According to a certain script, however, black people’s culinary tastes are yet another result of modern-day societal racism. That is, the downsides of capitalism have a disproportionate effect on blacks: when supermarkets leave dangerous neighborhoods for security reasons, residents are left without nearby stores to buy fresh vegetables.
It is commonplace in the press that this is the reason there is an obesity epidemic in inner city black communities, beginning in childhood and often leading to diabetes in people in the prime of their lives.
Along these lines, in my hometown of Philadelphia where I learned the joy of fried chicken, the Fresh Food Financing Initiative is subsidizing a new supermarket in a depressed neighborhood I remember well, as my mother worked near it.
While I am as worried as many over how common it is today for black teenagers to weigh more than 200 pounds, I find myself more interested in a study by the National Institute of Environmental Health Sciences, that will track whether eating habits change in the community after the supermarket is open for business.
This is because, to tell the truth, I would not be surprised if on the basis of the supermarket alone, not a whole lot changes. The linkage of the distance to the nearest supermarket and weight gain strikes me as an example of the grand old idea that black people’s problems must always be due to the system, rather than the issue being self-perpetuating cultural traits. Today’s solution must address other things.
For example, in New York, a Fairway supermarket has been thriving in West Harlem for more than 10 years overflowing with lovely and reasonably priced produce. Plenty of local black folks shop and work in it. It’s a walk away for many, and for others, there is even a shuttle service. Yet obesity is currently still rife in West Harlem, including among teenagers raised on food bought there, in a way that it is not in, say, Greenwich Village.
I have noticed the same thing in another black neighborhood in New York: a C-Town supermarket is smack in the middle, amply stocked with fresh produce at moderate prices. The average weight of people in this neighborhood is distinctly higher than on the Upper East Side, which has a C-Town supermarket as well.
And what is “far”? A woman in the Philadelphia neighborhood — in early middle age — says that keeping fresh food around has been hard since the closest supermarket is twelve blocks away. But if truth be told, that’s how far the closest supermarket is from my house at present, and I walk there often, as do many people similarly situated.
Could it be that the proliferation of fast food outlets in these same neighborhoods and the array of cheap junk food in every corner store has as much to do with our problem as how far away the supermarket is?
That kind of food, unfortunately, suits a palate trained on salt and grease from centuries ago.
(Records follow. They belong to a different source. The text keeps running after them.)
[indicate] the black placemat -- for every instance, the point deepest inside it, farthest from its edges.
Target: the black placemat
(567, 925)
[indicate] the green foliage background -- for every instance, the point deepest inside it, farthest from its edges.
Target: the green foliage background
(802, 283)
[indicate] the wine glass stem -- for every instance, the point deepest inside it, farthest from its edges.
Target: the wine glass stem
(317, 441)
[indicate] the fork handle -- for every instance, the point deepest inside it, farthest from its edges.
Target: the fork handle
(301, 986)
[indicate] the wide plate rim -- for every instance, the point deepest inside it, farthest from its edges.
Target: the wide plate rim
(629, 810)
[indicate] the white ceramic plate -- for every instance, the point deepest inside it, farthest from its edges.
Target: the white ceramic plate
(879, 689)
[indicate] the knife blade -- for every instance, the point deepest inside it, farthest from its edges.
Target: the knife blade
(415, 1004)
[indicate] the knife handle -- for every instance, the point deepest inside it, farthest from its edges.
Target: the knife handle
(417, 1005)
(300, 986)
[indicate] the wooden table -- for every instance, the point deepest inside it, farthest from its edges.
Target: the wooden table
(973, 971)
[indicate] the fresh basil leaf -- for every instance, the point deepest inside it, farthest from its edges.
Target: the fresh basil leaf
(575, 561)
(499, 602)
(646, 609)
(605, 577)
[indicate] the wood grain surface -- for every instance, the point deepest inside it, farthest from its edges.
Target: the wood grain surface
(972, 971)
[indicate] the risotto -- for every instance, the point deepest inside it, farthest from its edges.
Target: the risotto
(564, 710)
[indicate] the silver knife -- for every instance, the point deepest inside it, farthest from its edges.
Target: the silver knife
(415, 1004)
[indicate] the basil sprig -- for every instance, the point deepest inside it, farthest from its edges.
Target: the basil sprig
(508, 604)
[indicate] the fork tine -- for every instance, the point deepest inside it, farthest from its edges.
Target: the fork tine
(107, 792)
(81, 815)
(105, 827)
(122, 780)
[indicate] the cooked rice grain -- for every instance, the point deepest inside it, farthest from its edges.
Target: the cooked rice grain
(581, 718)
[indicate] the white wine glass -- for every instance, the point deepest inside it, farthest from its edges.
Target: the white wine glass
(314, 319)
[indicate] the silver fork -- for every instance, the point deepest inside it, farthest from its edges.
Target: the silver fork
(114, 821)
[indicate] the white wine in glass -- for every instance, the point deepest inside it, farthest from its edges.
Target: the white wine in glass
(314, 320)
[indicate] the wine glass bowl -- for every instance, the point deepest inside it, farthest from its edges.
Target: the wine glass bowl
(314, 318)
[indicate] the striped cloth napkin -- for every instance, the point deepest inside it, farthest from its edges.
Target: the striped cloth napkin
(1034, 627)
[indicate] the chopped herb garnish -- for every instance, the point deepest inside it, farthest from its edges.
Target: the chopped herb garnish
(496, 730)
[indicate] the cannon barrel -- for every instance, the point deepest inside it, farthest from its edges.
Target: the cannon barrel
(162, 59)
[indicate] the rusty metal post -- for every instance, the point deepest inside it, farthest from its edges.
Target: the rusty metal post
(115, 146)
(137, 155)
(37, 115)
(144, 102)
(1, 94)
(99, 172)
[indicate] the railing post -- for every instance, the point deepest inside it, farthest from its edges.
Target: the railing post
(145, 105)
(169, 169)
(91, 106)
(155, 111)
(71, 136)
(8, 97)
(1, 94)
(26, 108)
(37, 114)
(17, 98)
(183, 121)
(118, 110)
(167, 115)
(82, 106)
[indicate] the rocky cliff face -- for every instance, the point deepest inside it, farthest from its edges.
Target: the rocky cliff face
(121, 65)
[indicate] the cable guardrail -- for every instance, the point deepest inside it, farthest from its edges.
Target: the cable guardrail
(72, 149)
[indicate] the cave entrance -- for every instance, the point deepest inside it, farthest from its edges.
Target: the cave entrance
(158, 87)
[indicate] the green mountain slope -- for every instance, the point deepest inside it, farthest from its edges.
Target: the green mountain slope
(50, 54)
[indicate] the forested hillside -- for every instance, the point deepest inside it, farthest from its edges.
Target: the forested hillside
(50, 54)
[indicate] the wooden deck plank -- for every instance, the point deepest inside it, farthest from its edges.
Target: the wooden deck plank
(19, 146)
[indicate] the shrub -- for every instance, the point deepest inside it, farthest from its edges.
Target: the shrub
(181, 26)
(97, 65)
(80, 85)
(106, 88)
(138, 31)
That palate was unhealthy enough then, but it is even worse for people today who can feed it more and are physically inactive.
Parents, unaware that it is unhealthy, raise their kids on it. Even when there is a supermarket in their neighborhood, they buy foods from it of this kind, regardless of its produce section.
Thus, I would be more interested in efforts to teach inner city kids how good food can taste without salt, grease, and processed sugar. Maybe when the supermarket is a shout away, eating habits change — but visual evidence does not make this hypothesis look terribly promising.
I’m going to keep tabs on what that the Philadelphia study comes up with, and revisit this issue in the future.